Ipsec can't stop / won't stop, and many SAs won't connect



  • Running 2.2.4 since I know there have been bugs in prior releases.

    I have a single IKEv1 tunnel with 15 phase 2 entries.  Hardware is a Soekris Net6501 (Intel em NICs).  Remote side is a Palo Alto PA-2020.

    I'm trying to troubleshoot why some of the ph2 entries are not coming up when they are called for.  Logging on the PA is its own challenge, so I was going to start with the pfSense box.  Cranked up several of the log options, told ipsec to restart, claims that it was restarted, see some new log entries, fine.

    On a whim, tweak some more debug logging higher, and decide to fully stop ipsec.  Services page says "ipsec service stopped," but the little status icon still shows a green arrow and says "running."  I can click the stop button there until my finger falls off, and ipsec still seems to be running.  Is this just a display bug, or does strongswan still have pieces running?

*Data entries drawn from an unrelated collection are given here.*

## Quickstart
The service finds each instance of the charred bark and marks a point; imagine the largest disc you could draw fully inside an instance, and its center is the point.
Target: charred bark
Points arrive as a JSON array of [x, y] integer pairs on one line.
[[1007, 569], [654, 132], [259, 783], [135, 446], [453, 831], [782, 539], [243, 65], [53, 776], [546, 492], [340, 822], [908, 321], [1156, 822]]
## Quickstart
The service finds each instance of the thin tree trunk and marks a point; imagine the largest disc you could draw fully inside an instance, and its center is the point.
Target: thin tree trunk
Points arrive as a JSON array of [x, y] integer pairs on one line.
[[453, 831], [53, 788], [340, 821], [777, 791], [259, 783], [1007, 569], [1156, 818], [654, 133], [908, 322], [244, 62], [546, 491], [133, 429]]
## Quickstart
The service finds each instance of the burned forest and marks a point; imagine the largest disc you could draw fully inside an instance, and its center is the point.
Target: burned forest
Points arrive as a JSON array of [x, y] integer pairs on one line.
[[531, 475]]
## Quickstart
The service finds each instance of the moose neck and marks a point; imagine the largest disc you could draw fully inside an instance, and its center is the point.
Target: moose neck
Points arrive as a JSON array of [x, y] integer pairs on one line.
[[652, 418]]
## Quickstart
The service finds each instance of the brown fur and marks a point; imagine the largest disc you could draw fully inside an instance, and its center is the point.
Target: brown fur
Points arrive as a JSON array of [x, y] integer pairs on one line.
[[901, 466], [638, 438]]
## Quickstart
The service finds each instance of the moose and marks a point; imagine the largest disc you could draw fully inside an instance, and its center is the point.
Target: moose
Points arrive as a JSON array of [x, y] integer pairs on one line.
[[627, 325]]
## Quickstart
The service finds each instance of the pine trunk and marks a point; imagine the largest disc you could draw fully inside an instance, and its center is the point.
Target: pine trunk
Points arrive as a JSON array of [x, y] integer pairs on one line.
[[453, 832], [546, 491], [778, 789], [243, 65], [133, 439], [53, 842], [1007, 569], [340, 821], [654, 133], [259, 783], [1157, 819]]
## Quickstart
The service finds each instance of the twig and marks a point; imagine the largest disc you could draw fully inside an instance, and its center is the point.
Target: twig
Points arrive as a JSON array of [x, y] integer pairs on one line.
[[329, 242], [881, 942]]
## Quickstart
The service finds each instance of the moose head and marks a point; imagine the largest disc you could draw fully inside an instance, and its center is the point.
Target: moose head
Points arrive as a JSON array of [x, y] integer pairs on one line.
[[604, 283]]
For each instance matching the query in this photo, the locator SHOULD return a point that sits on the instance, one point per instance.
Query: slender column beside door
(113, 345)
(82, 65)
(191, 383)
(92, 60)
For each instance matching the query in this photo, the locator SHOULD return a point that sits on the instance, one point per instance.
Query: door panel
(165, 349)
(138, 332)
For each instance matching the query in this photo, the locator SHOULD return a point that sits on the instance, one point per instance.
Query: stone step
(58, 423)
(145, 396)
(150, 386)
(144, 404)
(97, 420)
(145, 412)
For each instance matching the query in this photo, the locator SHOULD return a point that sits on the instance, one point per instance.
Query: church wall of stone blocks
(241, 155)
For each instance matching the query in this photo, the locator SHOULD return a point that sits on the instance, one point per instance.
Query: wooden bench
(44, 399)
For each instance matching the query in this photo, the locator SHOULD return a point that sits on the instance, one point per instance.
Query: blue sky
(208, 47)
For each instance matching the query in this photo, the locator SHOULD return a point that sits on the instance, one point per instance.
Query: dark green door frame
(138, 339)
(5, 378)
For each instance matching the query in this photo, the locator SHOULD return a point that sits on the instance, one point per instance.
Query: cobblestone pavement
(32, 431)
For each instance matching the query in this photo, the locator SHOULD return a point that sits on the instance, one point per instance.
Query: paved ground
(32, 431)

    I didn't have problems with all 15 phase2 SAs coming up in older releases, so something has obviously broken under the hood.  Would be happy to provide debug logs if I knew what services to crank up logging for, and how to get ipsec to correctly restart and thus recognize the new loglevels.  ;)

    [edit]
    And a reboot gets things working again, FWIW.  Now the ph2 SAs that weren't connecting 5 minutes ago are connecting / establishing.  Something is wrong here.